Commit ceceea5
authored
promote blocksparse from prototype, make it faster (#1734)
This PR promotes block sparsity from prototype in torchao.
Chiefly, it ports over the triton addmm blocksparse kernels from core, and makes several performance improvements to them.
All of the numbers reported below are for an H100, with blocksize=64 and sparsity_level=0.9. The default dense baseline is 134 tok/s
1) Adds padding support to the triton kernel for dense matrices with dimension < 16, like those we run into during decoding. (214 -> 218 tok/s)
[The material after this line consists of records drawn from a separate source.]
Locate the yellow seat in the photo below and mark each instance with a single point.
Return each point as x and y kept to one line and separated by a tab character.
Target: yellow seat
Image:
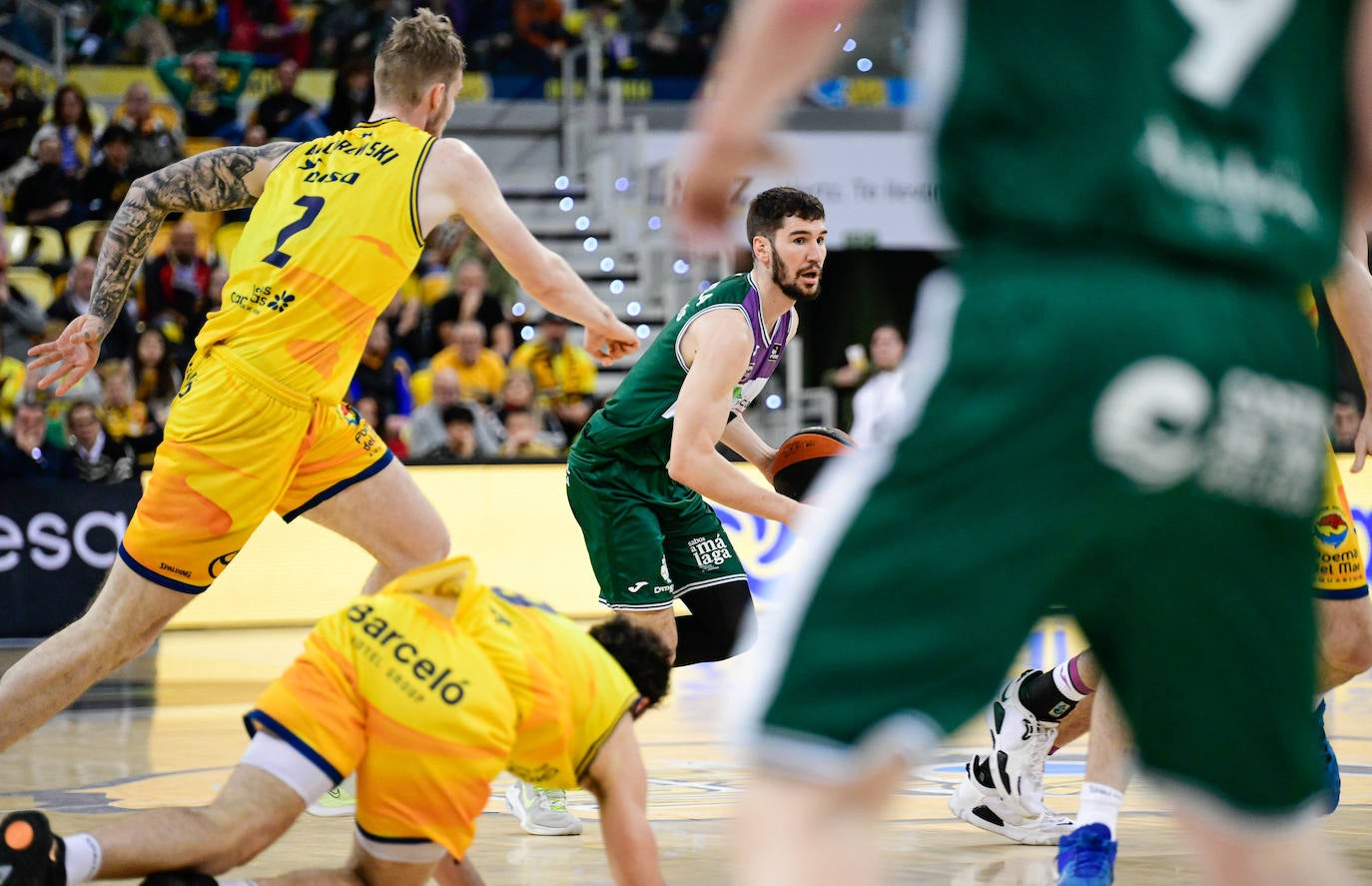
226	239
421	386
432	287
35	284
47	245
80	238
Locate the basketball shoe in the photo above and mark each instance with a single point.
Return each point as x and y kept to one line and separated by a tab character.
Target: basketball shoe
1085	857
541	811
30	853
1020	749
1332	783
977	801
340	801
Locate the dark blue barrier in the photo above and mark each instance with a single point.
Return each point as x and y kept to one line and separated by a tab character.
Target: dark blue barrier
57	542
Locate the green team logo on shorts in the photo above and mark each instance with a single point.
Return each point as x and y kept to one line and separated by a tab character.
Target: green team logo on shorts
710	553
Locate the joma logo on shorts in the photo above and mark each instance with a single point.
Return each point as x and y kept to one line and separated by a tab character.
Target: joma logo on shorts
710	553
407	654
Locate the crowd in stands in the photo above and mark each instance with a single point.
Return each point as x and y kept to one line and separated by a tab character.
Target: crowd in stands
503	37
451	372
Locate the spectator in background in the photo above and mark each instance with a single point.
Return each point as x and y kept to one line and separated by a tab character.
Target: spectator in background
209	94
352	30
352	95
409	331
470	300
385	379
21	319
29	454
285	114
106	184
701	22
490	36
539	37
177	283
125	32
155	376
479	370
601	19
47	197
76	301
1347	419
73	129
498	282
519	396
881	397
268	28
564	374
98	458
523	440
157	131
21	113
194	25
424	434
459	437
124	418
11	386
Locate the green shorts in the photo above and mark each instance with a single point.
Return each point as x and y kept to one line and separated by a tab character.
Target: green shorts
1140	444
650	539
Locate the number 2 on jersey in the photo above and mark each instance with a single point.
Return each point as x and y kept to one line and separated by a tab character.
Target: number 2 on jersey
312	212
1229	37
2) Changes the default [num_stages](triton-lang/triton#512) parameter from 1 to 4. This has a large effect on performance, and it seemed like the default kernel autotuning either does not modify or deems this parameter to be unimportant for some reason. (218 -> 263 tok/s).
3) Adds an env_var, BSR_AUTOTUNE, that users can use if they want to do kernel autotuning on top of the default parameters. (263 -> 266 tok/s) This seems to matter more for bs=n compute bound workloads, where I see a reduction from 0.3855 to 0.3745s on bs=8192 prefill (roughly 3%)
So in total we are seeing a **1.985x** speedup 🚀
I've also updated the documentation to not reference prototype - planning on updating the diagram in a subsequent PR.
### Testing
I added a new test case for the padding inputs and moved the test file out of prototype.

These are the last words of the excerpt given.